I was taught that monkeys have tails, apes do not. Which, unless you’re a biologist type, seems a bit pedantic. Penguins can’t fly but they’re still considered birds, after all. So I guess I’m not interested in the scientific answer so much as how the teeming millions bandy the term in the vernacular.
I think of apes and monkeys as different. They are however both primates. Sort of like I think of horses and zebras as different even though they are both equine.
I would have answered “No” but it wasn’t an option - just some business about tails which doesn’t really factor into my thinking. (I break it down by size, mostly - the bigger the monkey, the more it’s an ape).
Does this mean that I divide the categories differently than you? Probably. Does that mean I categorize the animals wrongly? No; I’m write about everything. It’s the stupid scientists that are wrong.
In any case, with no “No” option to pick, I chose the banana creme pie. I do like me a good banana creme pie.
(Irrelevant side note - as I’m reading the Discworld series right now, this thread caught my eye.)
You did that on purpose, didn’t you. And the Wicked Witch had some pretty big flying primates that are typically referred to as flying monkeys. You telling me you call them flying apes?
Actually it was [del]a Freudian slip[/del] an omnipotent redefinition of the language so the word that was formerly spelled “right” shall now be spelled as “write” forever more.
Its the start of an ongoing campaign too make things simpler buy shifting awl homophones too share won spelling. Yew no, like “seal” (loch closed) and “seal” (the animal). It’ll bee bettor awl around, yule sea.
I just assume that 'Flying Monkey" is the official name of the species, whether or not they are actually monkeys - just like I don’t hold the Kimono Dragon’s inability to breathe fire against it.
Also, the internet tells me that not all “old world” monkeys have tails, whatever “old world” means in this context.
I’d always learned since elementary school that monkeys are different from apes, and confusing them was a sign of ignorance which I studiously avoided. Now I hear, according to Wikipedia, that “The New World monkeys and the Old World monkeys are each monophyletic groups, but their combination is not, since it excludes hominoids (apes and humans). Thus the term “monkey” no longer refers to a recognized scientific taxon.” Or basically, monkeys can’t be distinguished from apes. As a result of learning this, my plan is to go burn down my elementary school.

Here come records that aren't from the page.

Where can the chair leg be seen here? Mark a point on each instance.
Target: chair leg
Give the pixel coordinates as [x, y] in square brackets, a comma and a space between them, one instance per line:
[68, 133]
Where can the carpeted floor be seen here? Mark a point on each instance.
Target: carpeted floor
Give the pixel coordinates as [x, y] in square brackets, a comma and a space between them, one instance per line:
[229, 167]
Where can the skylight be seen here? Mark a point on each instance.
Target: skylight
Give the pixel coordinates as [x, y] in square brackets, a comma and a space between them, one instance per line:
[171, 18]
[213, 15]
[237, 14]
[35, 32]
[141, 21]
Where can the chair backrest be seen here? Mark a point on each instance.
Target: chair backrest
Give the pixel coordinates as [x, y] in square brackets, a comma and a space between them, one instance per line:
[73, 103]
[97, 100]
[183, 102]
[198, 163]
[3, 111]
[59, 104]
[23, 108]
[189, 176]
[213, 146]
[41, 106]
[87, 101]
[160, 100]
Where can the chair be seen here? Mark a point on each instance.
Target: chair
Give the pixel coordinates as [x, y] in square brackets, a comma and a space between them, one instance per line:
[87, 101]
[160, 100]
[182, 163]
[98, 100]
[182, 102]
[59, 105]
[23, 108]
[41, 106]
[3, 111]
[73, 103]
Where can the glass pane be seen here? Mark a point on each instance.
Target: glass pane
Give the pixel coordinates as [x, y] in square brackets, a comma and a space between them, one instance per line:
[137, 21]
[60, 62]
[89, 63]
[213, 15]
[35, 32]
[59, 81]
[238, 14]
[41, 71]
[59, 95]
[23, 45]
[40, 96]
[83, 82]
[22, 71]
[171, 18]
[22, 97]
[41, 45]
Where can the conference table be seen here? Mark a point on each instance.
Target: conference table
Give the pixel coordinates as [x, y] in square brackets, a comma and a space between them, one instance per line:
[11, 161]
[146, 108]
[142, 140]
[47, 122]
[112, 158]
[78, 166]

It’s complicated. There are monkeys without tales (I believe the monkeys still living in Gibraltar, for instance). Also, apes share a common ancestor with extant monkey species which, by all appearances, should be classified as a “monkey” itself. With the shift from your (and my) elementary school “Domain, Kingdom, Phillip, Came, … , Species” that was born out of Linnaean taxonomy and pre-dates even Darwin’s understanding of evolution, to the phylogenetic tree in which life is classified according to its evolutionary lineage and so contains many more than the classical seven subdivisions from Kingdom to Species.
Whereas Linnaean taxonomy was based on grouping life forms according to attributes (ie: these primates have tales, and these primates don’t), phylogenetic clades are more nearly a “once an X, always an X” kind of classification: a sort of “nested hierarchy.” So if you at some point descended from a Eukaryote, you’re still a Eukaryote; if you descended from a “chordate”, you’re still a chordate; and if you descended from a so-called “monkey” (here now using the layman’s term), then, by gummit, you’re STILL a monkey.
But then there’s these things called paraphyletic groups, whereby they (whoever “they” is) decide a group has changed enough from its ancestors, and so we want to pretend like it’s somehow not in the same clade, even though it really ought to be.
IANAB, but with all that said, I consider myself a monkey. I mean, you may not be interested in the scientific answer, but I am, and since you asked for my opinion…
Those monkeys are boring. I don’t even like to invite them to dinner parties. Give me a monkey that knows how to tell a ripping good tale, that’s what I always say.
Actually, if you say Monkeys, I think of Peter, Michael, Mickey and Davy. That’s what I thought of when I saw the thread title.
Though thinking it through, I don’t put monkeys and gorillas/apes in the same group really. I think of monkeys as more of a tree dweller, while gorillas are more of an animal that lives on the ground. :shrug:
(Now I have Last Train to Clarksville in my head. Sorry every one).